% Generated by roxygen2: do not edit by hand
% Please edit documentation in R/addLR.R
\name{addLR}
\alias{addLR}
\title{Additive logratio coordinates}
\usage{
addLR(x, ivar = ncol(x), base = exp(1))
}
\arguments{
\item{x}{D-part compositional data}

\item{ivar}{Rationing part}

\item{base}{a positive or complex number: 
the base with respect to which logarithms are computed.
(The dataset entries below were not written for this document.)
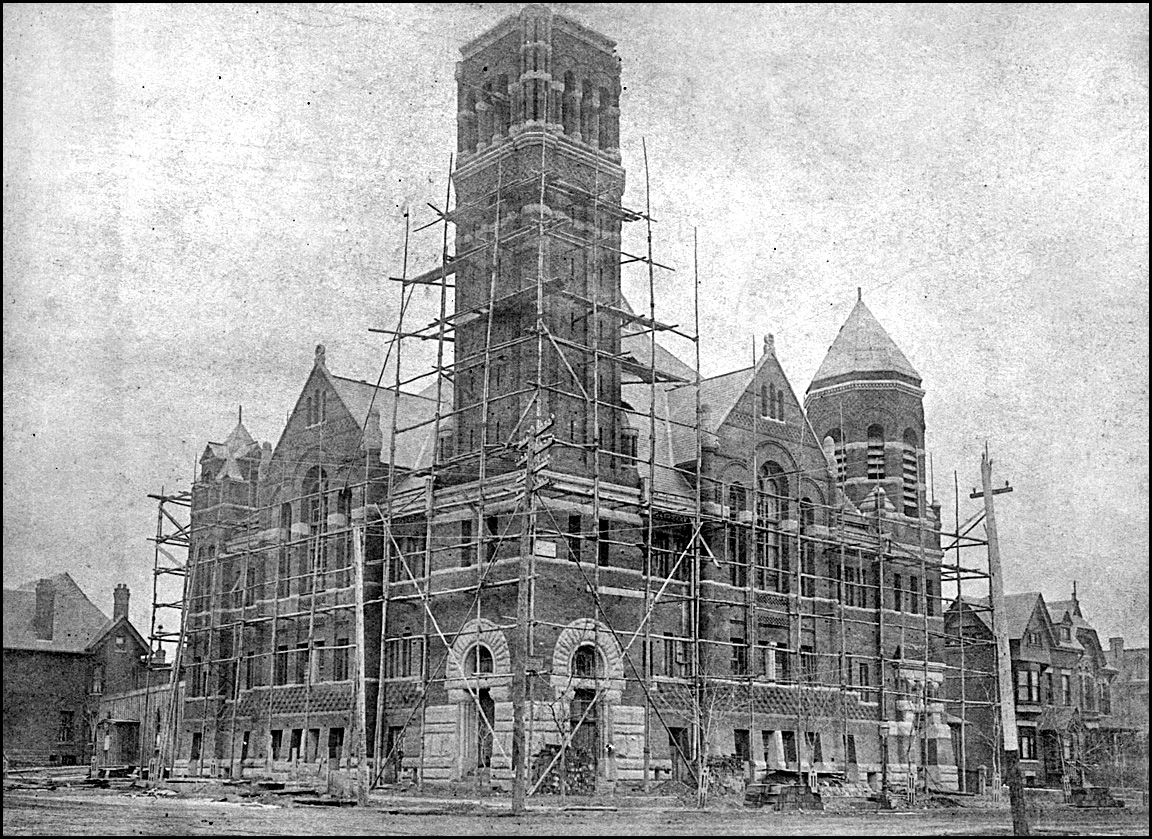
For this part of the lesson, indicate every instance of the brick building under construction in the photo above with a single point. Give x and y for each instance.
(561, 541)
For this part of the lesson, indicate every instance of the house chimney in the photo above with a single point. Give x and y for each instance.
(120, 602)
(45, 607)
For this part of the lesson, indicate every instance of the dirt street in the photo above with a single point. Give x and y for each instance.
(103, 813)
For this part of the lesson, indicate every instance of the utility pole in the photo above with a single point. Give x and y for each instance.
(1003, 654)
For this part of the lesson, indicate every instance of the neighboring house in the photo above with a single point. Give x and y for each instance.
(61, 657)
(1062, 690)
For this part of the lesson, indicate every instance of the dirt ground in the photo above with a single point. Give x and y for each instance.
(75, 811)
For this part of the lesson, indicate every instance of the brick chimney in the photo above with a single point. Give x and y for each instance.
(45, 609)
(120, 602)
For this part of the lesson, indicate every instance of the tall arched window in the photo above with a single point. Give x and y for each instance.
(316, 500)
(604, 129)
(876, 453)
(501, 105)
(568, 104)
(737, 498)
(771, 545)
(588, 112)
(911, 469)
(478, 660)
(838, 452)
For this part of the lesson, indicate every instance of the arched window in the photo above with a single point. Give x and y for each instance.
(501, 105)
(771, 545)
(806, 514)
(876, 453)
(836, 450)
(737, 498)
(316, 500)
(467, 135)
(568, 104)
(911, 474)
(588, 112)
(478, 660)
(604, 130)
(586, 663)
(772, 501)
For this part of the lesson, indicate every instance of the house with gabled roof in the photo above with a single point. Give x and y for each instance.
(62, 656)
(1061, 687)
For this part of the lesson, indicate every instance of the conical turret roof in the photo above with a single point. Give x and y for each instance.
(864, 349)
(239, 441)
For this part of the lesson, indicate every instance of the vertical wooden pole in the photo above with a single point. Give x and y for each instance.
(360, 719)
(1003, 659)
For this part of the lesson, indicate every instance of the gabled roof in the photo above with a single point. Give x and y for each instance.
(1071, 607)
(1017, 611)
(110, 626)
(414, 445)
(863, 348)
(75, 620)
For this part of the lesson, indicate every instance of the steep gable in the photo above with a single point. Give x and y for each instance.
(75, 619)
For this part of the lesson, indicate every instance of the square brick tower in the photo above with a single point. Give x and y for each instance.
(538, 223)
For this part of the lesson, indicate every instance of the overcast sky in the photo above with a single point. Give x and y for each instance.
(196, 196)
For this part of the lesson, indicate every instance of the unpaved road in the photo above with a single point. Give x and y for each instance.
(103, 813)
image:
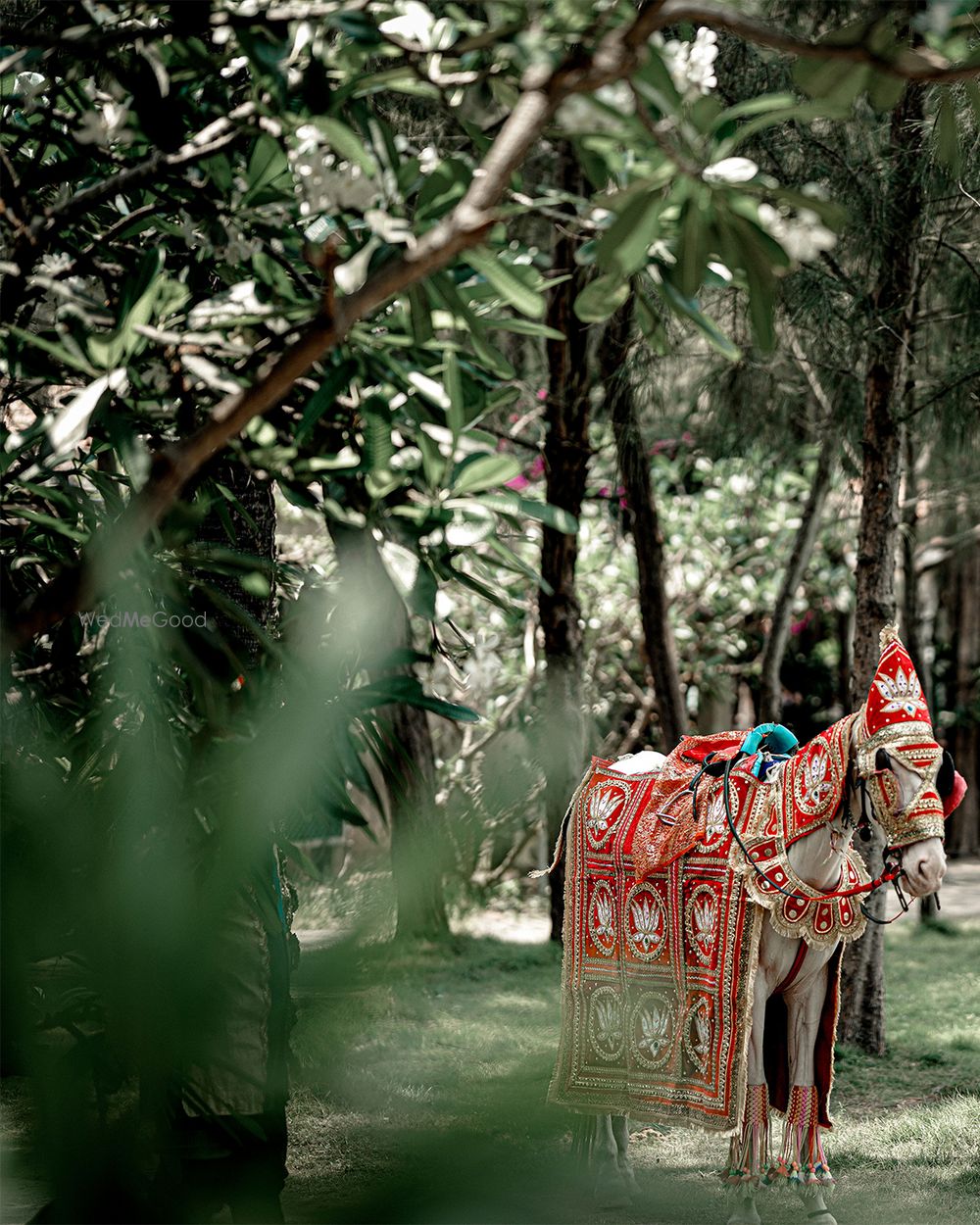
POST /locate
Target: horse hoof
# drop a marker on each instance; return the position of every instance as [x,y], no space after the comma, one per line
[612,1194]
[745,1214]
Defaults to \code{exp(1)}.}
}
\value{
A list of class \dQuote{alr} which includes the following content:
\item{x.alr}{the resulting coordinates} \item{varx}{the rationing variable}
\item{ivar}{the index of the rationing variable, indicating the column
number of the rationing variable in the data matrix \emph{x}}
\item{cnames}{the column names of \emph{x}} The additional information such
as \emph{cnames} or \emph{ivar} is useful when an inverse mapping is
applied on the \sQuote{same} data set.
}
\description{
The additive logratio coordinates map D-part compositional data from
the simplex into a (D-1)-dimensional real space.
}
\details{
The compositional parts are divided by the rationing part before the
logarithm is taken.
}
\examples{

data(arcticLake)
x <- arcticLake
x.alr <- addLR(x, 2)
y <- addLRinv(x.alr)
## This exactly fulfills:
addLRinv(addLR(x, 3))
data(expenditures)
x <- expenditures
y <- addLRinv(addLR(x, 5))
head(x)
head(y)
## --> absolute values are preserved as well.

## preserve only the ratios:
addLRinv(x.alr, ivar=2, useClassInfo=FALSE)


}
\references{
Aitchison, J. (1986) \emph{The Statistical Analysis of
Compositional Data} Monographs on Statistics and Applied Probability.
Chapman \& Hall Ltd., London (UK). 416p.
}
\seealso{
\code{\link{addLRinv}}, \code{\link{pivotCoord}}
}
\author{
Matthias Templ
}
\keyword{manip}